O Brasil é o país mais atingido na América Latina e Caribe, que nesta quarta-feira superou os 400.000 casos confirmados.

O segundo país com mais casos na América Latina é o Peru (mais de 72.000 infecções e mais de 2.000 mortes), seguido pelo México, o terceiro país com mais casos (38.324), mas o segundo com mais óbitos (3.926).

O Conselho Geral de Saúde do México decidiu levantar progressivamente o confinamento, autorizando atividades como construção, mineração e fabricação de equipamentos de transporte.

Na Venezuela, o presidente Nicolás Maduro estendeu por um mês o "estado de emergência", até 12 de junho.

Apesar do atual confinamento, o fluxo de pessoas nas ruas de Caracas e em outras cidades aumentou nos últimos dias, já que milhões de venezuelanos precisam sair para encontrar trabalho e meios de subsistência, em meio à profunda crise econômica que castiga o país.

- Rússia, segundo país com mais contaminações -

Segundo dados compilados pela AFP, a Rússia se tornou o segundo país do mundo com mais contaminação (mais de 232.000) na terça-feira.

Apesar disso, o presidente Vladimir Putin também aprovou a saída do confinamento, dependendo da situação epidemiológica em cada região.

Já Moscou, principal foco da epidemia com 121.301 casos, estendeu seu confinamento até 13 de maio.

Nesta quarta-feira, as autoridades russas suspenderam o uso de um modelo de respirador que pode estar relacionado a dois incêndios registrados em hospitais com pacientes com coronavírus.

- Mortes inexplicadas na Nigéria -

Sinal do lento retorno à normalidade, o campeonato de futebol alemão será retomado neste sábado. No Reino Unido, na Espanha e na Itália, isso deve acontecer em breve.

O Fundo das Nações Unidas para a Infância (Unicef) alertou, nesta quarta, que o combate ao coronavírus interrompe a cobertura de saúde e pode ter efeitos devastadores nos países pobres e matar 6.000 crianças por dia nos próximos seis meses.

Até agora, a África esteve relativamente a salvo da pandemia, que oficialmente deixou menos de 2.500 mortos no continente.

Mas as pistas de que este é um número altamente subestimado estão se multiplicando.

Na Nigéria, o aumento acentuado de mortes inexplicáveis no norte do país, o mais populoso da África, suscita temores de uma disseminação significativa do coronavírus nessa região, uma das mais pobres do mundo.

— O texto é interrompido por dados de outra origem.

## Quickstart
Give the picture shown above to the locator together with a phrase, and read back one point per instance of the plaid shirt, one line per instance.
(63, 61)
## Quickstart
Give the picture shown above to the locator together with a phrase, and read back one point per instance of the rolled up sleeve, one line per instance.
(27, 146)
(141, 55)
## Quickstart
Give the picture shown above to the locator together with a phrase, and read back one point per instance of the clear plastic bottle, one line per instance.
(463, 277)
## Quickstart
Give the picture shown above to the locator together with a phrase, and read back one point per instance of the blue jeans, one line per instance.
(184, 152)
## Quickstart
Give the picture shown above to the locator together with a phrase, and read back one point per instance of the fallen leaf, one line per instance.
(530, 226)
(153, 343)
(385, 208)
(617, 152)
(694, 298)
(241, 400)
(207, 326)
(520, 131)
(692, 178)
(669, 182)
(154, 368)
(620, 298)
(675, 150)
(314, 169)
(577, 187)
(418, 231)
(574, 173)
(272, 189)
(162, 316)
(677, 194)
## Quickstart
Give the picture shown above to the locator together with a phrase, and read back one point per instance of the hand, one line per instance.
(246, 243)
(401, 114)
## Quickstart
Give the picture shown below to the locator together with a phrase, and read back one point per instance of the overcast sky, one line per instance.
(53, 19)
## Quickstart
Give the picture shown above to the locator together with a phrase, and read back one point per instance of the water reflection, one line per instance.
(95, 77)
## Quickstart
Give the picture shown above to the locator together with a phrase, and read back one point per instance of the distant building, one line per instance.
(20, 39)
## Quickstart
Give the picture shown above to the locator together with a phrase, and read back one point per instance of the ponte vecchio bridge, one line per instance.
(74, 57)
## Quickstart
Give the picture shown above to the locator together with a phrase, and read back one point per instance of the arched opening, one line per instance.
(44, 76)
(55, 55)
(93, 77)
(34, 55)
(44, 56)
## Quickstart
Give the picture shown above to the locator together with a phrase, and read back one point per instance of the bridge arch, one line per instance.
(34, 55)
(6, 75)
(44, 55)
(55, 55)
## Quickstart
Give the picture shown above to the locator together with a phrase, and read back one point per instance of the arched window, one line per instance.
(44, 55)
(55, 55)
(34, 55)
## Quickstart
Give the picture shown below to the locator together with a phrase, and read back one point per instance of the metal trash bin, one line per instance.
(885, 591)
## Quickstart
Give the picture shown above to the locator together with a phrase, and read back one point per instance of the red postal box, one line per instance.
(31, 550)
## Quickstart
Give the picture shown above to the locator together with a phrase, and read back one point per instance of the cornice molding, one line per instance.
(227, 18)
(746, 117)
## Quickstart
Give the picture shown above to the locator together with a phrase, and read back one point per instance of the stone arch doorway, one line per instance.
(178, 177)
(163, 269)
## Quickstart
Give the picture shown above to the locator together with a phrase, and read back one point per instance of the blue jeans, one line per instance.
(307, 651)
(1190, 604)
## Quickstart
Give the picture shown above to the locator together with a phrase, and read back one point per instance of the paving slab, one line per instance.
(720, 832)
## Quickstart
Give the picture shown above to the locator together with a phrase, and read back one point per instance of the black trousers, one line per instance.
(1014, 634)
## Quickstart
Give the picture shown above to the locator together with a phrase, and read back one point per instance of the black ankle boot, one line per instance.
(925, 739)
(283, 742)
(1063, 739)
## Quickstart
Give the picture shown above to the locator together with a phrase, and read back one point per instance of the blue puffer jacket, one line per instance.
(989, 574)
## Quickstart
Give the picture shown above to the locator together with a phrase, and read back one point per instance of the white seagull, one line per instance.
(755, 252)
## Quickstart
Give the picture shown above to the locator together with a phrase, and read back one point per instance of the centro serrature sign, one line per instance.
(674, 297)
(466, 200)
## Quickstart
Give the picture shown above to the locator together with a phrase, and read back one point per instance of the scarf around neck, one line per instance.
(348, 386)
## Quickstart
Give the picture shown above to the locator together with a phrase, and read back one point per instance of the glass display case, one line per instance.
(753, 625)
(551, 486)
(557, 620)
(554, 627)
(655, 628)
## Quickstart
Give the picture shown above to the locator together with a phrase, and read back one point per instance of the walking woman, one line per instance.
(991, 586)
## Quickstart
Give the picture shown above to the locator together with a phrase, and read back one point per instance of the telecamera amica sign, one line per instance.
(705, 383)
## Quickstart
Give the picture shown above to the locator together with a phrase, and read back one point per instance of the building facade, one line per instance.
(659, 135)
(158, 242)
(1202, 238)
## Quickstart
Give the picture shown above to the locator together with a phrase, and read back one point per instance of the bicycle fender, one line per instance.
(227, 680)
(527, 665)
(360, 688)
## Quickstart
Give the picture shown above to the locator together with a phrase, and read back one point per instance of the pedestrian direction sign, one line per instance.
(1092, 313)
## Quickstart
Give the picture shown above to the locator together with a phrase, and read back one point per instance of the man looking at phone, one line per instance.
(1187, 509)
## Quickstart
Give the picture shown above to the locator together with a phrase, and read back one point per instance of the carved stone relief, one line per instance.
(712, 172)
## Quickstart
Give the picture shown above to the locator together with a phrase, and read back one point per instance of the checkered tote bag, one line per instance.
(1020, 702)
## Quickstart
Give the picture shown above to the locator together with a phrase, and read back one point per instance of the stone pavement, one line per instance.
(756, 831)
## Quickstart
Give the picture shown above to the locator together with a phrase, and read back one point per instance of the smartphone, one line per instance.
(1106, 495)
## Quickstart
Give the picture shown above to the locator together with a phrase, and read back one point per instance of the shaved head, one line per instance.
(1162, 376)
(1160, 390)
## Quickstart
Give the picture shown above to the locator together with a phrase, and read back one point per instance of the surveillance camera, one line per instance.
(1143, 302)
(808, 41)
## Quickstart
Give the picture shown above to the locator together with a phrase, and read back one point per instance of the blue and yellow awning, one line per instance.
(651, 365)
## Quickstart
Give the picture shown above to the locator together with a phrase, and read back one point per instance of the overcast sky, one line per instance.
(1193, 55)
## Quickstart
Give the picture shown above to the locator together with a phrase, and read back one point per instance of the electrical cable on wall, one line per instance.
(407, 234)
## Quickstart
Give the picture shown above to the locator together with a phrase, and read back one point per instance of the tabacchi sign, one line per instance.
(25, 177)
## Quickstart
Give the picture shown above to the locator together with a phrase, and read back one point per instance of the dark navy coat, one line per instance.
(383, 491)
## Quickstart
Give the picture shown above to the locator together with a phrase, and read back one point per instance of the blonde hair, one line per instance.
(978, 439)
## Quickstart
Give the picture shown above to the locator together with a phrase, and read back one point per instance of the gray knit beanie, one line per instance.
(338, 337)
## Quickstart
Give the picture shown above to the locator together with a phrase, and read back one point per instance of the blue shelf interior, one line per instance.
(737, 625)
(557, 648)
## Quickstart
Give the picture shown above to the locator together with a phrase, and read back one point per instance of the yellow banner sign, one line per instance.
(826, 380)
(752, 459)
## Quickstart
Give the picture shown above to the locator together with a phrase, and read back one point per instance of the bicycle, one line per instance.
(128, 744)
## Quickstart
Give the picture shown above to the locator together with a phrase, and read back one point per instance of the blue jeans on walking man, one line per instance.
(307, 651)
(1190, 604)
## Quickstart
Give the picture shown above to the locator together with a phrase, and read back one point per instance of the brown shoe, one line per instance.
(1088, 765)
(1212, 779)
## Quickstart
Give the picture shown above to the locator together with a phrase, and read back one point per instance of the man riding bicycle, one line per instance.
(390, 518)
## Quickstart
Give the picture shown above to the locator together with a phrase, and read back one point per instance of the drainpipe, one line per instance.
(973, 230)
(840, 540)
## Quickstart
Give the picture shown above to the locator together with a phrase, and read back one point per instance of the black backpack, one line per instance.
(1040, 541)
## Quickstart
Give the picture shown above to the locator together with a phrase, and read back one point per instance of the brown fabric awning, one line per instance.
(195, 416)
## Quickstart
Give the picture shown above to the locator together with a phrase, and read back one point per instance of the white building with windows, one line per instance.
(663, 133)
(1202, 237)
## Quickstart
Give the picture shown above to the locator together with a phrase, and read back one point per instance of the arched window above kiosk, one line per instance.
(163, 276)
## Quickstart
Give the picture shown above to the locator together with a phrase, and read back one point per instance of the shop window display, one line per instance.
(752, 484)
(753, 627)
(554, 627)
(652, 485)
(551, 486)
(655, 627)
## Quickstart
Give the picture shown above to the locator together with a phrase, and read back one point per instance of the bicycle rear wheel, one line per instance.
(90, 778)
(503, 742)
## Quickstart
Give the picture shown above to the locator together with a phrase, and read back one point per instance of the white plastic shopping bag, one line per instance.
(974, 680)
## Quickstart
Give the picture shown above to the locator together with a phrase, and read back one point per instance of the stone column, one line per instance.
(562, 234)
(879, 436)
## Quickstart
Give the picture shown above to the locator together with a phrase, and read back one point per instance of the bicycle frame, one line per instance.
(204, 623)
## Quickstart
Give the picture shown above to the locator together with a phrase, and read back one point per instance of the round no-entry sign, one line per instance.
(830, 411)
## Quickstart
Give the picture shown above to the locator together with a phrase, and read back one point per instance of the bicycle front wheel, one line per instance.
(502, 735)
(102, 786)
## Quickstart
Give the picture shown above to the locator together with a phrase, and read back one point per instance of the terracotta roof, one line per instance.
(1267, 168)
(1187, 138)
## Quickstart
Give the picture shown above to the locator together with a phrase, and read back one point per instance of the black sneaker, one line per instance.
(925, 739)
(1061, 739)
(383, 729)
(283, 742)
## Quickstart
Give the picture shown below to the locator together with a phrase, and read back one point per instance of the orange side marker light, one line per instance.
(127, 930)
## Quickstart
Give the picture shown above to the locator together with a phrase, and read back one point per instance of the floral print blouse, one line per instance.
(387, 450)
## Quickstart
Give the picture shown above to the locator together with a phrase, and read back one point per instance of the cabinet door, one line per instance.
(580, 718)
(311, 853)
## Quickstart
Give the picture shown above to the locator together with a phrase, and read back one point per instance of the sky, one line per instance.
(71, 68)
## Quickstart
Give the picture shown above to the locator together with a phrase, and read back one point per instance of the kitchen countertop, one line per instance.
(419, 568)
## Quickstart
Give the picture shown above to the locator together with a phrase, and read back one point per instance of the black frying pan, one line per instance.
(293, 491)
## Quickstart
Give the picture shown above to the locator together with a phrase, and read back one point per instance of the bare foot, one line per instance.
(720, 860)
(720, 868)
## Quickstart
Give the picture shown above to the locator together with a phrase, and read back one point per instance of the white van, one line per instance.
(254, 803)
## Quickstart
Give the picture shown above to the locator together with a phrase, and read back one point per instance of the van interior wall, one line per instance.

No último mês, a cidade de Kano, com quase 10 milhões de habitantes e oficialmente com apenas 32 mortos pela COVID-19, foi palco de centenas de mortes, principalmente entre idosos.

A princípio, as autoridades atribuíram a mortalidade a doenças como diabetes, hipertensão e malária, mas os resultados de uma missão oficial concluíram que muitos óbitos estavam relacionados ao coronavírus.